By its 50th year of service, the Mailboat tour was so popular that Lake Geneva Cruise Line decided to introduce a new, larger Mailboat with more passenger capacity. “The boat has improved so much over the years,” says Frame. The current Mailboat, the Walworth II, was introduced in 1965 and held 120 passengers at the time. Then in 1979, the boat was improved again. “The Gages decided they wanted to modernize it,” says Frame. “They cut the boat in half and lengthened it. And that’s when they put in the windows, the air conditioning and the canopy.” The newly lengthened and improved boat now holds 160 passengers on its daily tours, which leave the Riviera dock in Lake Geneva at 10 a.m., just as they always have.

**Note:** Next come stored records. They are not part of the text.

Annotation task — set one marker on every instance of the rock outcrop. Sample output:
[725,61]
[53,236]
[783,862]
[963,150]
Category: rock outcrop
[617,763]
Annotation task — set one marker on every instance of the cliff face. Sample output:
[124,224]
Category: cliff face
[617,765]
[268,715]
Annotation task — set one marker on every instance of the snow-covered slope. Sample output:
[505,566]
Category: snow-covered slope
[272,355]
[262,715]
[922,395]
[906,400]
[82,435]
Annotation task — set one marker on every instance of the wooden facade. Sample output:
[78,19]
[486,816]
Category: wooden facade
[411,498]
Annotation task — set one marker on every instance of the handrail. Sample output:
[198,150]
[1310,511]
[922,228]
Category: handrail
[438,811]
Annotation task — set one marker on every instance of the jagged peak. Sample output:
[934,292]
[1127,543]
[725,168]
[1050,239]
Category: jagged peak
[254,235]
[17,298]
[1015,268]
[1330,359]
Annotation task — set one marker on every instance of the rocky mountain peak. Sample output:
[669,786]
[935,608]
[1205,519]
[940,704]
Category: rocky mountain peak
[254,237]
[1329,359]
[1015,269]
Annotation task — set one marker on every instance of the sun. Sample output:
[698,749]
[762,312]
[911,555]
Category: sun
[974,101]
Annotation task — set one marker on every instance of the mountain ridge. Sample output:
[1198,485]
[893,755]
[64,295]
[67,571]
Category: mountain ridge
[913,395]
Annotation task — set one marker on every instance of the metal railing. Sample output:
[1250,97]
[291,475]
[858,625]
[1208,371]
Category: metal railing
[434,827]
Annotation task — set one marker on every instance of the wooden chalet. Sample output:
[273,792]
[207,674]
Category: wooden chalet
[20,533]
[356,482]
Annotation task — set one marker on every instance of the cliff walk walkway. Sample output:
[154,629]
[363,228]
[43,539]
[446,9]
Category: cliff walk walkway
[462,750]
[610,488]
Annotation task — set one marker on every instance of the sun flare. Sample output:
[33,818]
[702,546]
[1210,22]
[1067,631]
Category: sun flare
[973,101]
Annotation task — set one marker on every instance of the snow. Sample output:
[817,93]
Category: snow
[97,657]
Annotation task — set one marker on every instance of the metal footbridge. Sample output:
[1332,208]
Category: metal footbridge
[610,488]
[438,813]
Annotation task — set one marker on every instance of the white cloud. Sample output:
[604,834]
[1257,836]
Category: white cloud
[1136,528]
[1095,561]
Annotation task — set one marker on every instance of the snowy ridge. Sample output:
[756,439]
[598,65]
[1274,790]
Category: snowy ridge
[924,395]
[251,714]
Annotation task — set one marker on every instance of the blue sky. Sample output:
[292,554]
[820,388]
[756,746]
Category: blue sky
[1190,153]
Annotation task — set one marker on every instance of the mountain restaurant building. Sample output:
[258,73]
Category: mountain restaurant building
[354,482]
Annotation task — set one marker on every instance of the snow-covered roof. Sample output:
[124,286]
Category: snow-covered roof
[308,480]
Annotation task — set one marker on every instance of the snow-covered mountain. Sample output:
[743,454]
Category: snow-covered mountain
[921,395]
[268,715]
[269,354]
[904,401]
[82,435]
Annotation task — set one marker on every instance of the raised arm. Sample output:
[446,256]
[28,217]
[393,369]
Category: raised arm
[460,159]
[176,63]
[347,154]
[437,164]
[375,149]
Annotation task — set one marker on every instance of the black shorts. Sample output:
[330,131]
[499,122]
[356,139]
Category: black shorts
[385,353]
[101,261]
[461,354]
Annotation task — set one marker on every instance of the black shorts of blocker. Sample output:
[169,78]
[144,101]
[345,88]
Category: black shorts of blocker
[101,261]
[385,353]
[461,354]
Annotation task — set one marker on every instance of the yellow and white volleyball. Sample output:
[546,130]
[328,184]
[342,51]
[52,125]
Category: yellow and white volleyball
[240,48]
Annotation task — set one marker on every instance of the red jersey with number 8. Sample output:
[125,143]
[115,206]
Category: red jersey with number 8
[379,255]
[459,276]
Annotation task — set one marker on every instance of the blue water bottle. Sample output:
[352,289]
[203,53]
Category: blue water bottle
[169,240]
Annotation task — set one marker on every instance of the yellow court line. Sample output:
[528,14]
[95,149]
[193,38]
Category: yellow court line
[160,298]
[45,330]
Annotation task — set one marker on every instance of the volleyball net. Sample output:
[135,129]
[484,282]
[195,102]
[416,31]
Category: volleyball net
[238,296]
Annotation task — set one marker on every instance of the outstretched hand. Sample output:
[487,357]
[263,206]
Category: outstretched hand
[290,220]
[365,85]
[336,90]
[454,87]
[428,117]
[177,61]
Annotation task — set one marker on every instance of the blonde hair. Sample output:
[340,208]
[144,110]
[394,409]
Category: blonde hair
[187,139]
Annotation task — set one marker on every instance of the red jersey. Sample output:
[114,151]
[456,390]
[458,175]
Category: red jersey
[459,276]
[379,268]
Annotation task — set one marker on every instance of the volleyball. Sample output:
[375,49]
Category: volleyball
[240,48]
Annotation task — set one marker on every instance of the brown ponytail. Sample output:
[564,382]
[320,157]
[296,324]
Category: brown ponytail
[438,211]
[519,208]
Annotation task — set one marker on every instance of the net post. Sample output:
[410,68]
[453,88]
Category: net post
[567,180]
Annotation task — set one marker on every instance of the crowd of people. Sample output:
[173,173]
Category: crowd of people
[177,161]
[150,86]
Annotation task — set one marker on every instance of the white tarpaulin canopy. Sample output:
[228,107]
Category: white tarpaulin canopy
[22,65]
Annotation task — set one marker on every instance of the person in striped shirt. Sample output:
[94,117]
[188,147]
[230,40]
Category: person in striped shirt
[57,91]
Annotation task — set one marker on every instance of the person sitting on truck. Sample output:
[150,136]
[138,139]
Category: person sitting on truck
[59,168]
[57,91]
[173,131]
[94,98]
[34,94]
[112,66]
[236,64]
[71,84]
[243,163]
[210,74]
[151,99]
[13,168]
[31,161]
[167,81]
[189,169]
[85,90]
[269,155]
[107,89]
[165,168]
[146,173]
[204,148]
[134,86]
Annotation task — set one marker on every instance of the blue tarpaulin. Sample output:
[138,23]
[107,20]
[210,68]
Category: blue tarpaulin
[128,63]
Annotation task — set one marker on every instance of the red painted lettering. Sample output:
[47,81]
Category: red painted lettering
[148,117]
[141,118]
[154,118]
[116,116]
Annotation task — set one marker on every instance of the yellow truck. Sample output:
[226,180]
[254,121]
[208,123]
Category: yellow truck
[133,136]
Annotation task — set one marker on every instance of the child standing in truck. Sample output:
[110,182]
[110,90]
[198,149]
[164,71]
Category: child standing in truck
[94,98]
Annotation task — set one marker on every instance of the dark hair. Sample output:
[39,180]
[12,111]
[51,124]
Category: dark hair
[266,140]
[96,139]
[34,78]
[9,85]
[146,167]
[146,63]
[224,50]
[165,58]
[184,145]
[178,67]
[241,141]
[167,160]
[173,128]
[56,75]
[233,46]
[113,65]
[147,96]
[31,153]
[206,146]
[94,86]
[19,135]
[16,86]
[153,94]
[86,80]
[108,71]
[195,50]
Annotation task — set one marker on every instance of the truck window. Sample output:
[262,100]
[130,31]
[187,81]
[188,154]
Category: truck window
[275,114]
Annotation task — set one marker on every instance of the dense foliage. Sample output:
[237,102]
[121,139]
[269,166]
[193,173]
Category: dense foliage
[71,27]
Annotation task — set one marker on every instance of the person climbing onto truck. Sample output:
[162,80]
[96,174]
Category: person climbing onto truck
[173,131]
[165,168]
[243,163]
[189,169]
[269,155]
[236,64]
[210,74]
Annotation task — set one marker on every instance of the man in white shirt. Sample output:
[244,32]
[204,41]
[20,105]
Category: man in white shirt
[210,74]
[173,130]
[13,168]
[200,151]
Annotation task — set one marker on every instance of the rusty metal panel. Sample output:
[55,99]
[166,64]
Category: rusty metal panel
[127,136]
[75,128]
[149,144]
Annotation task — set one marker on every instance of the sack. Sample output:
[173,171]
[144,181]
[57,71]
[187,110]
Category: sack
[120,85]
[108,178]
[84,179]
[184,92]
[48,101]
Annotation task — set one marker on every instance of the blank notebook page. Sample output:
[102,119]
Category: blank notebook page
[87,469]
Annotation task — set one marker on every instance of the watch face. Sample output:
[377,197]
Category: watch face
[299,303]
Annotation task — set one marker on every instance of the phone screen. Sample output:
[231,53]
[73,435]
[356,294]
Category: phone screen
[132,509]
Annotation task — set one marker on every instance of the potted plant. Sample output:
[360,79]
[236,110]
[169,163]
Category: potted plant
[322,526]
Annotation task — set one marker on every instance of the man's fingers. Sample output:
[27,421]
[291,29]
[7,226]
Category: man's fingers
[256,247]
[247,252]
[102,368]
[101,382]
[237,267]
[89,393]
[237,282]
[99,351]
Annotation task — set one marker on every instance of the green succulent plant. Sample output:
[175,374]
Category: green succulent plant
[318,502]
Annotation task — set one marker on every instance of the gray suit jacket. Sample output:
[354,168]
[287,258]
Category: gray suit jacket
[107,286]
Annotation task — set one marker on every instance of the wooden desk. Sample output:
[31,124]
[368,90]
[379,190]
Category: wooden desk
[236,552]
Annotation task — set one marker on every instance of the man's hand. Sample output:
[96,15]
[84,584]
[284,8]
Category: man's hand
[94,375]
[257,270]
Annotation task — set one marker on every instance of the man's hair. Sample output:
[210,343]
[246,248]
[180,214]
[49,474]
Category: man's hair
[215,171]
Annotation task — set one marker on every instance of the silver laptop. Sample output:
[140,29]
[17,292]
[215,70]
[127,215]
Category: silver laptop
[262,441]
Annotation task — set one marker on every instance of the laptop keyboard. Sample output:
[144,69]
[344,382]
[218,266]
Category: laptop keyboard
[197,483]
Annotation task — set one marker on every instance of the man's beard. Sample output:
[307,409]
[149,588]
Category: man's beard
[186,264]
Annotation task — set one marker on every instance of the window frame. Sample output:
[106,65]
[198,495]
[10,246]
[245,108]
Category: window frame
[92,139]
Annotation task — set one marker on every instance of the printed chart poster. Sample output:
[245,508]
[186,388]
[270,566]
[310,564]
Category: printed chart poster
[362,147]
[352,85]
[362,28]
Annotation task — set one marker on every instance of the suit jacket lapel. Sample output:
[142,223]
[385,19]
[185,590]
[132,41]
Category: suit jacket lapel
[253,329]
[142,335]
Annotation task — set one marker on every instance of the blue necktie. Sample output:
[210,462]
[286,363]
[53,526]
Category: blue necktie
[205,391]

The modern era ushered in other small changes to the tour as well. In 1974, Elaine Kanelos became the first woman to jump the mail, ending nearly six decades of male domination of that role. (Today, Lake Geneva Cruise Line holds try-outs for roughly six mail jumper positions each summer and winners tend to be fairly evenly split between men and women.)

As fewer and fewer of the historic mansions remain standing around the lake, Burling says they have added video screens to the tour as well. “We have a camera that shows the catwalk where the person jumps on and off so no matter where you’re seated, you have a great view of that,” she says. In between jumps, the screens show images of the grand mansions that have been razed around the lake over the years. “When you’re on board and you get to each point on the lake, you see pictures of what the homes used to look like. Some of them still remain. But there are so many more that aren’t here anymore.”

Even as the historic houses have been coming down, the Mailboat tour has remained extremely popular. A segment on CBS News and “CBS This Morning” in 2005 introduced the Mailboat to an international audience. “We still have people who come from all over the world to take the Mailboat tour because they saw it on TV,” says Frame. Local news outlets have also reported on this unique attraction that has drawn thousands of passengers over the years. 

Anna Vogt, three-year veteran mail jumper, says the remarkable thing is how little has really changed about the Mailboat tour over the past 100 years. “The Mailboat has stood the test of time because not a lot has changed,” she says. “Passengers are excited to learn about the history of the lake even after so many years, and the passengers are what keep the tradition alive.”